June 29, 2021

Hypothetical Risk Factors: Beware the 10-Q Updating Requirement!

The SEC’s 2019 enforcement action against Facebook highlighted the perils of hypothetical risk factors. Now, in In re Alphabet Securities Litig., (9th Cir.; 6/21) the 9th Circuit recently upheld disclosure claims against another tech titan premised on its alleged failure to update disclosure of a risk of a cyberbreach that was hypothetical when initially disclosed in a 10-K, but became very real by the time subsequent 10-Qs were filed.  This Morrison & Foerster memo reviews the Court’s decision. This excerpt provides an overview of the complaint’s factual allegations:

The complaint alleged that in February 2018, Alphabet, Inc. (“Alphabet”), the holding company of Google LLC (“Google”), filed its 10-K for FY 2017. In the “risk factors” section, it listed potential consequences in the event third parties were to breach Google’s cybersecurity measures and obtain access to its users’ private data.

The complaint further alleged that in April 2018, the Alphabet CEO discovered that a bug had exposed Google user data for a three-year period. The company did not disclose the breach at the time. Further, it alleged that on April 23, 2018, and July 23, 2018, Alphabet filed 10-Qs, stating affirmatively that there had been “no material changes” to the risk factors set out in its 2017 10-K and made no disclosure about the data breach.

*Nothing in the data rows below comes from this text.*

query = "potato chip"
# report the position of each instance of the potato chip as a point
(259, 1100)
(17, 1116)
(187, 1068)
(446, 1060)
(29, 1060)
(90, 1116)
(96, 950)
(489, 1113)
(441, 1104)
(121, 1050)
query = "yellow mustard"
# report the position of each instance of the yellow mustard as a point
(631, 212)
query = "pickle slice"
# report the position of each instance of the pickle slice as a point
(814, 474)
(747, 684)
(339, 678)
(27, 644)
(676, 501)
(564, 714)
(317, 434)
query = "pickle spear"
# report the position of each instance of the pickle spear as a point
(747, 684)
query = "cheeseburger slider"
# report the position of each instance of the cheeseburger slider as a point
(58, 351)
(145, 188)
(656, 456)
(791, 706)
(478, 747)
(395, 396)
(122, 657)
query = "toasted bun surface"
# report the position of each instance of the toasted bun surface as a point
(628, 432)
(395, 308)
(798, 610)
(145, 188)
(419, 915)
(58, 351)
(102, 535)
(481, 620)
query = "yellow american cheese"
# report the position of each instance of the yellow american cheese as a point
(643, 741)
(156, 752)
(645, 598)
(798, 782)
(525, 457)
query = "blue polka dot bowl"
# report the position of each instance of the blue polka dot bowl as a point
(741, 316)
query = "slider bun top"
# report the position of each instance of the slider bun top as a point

The WSJ published an article in October 2018 that disclosed the cyberbreach, Alphabet’s stock price took a hit, and the lawsuits soon followed.  The District Court dismissed the plaintiffs’ complaint, but the 9th Circuit reversed. This excerpt from the memo lays out the Court’s reasoning:

The panel found it plausible that a reasonable investor reading the 10-Qs would have been misled by the company’s representation that there had been “no material changes” in the risk factors into believing that Google had not discovered a data breach. The panel relied on the Securities Exchange Commission’s guidance regarding the adequacy of cybersecurity-related disclosures as “judgments about the way the real world works” to inform its analysis of a
reasonable investor’s perspective.

Item 1A of Form 10-Q requires companies to update the risk factors disclosed in their 10-K filings to reflect any “material changes.” The Alphabet case makes it clear that when considering the perils of hypothetical risk factors, companies need to keep this updating requirement in mind if any of those risks have materialized since the 10-K was filed.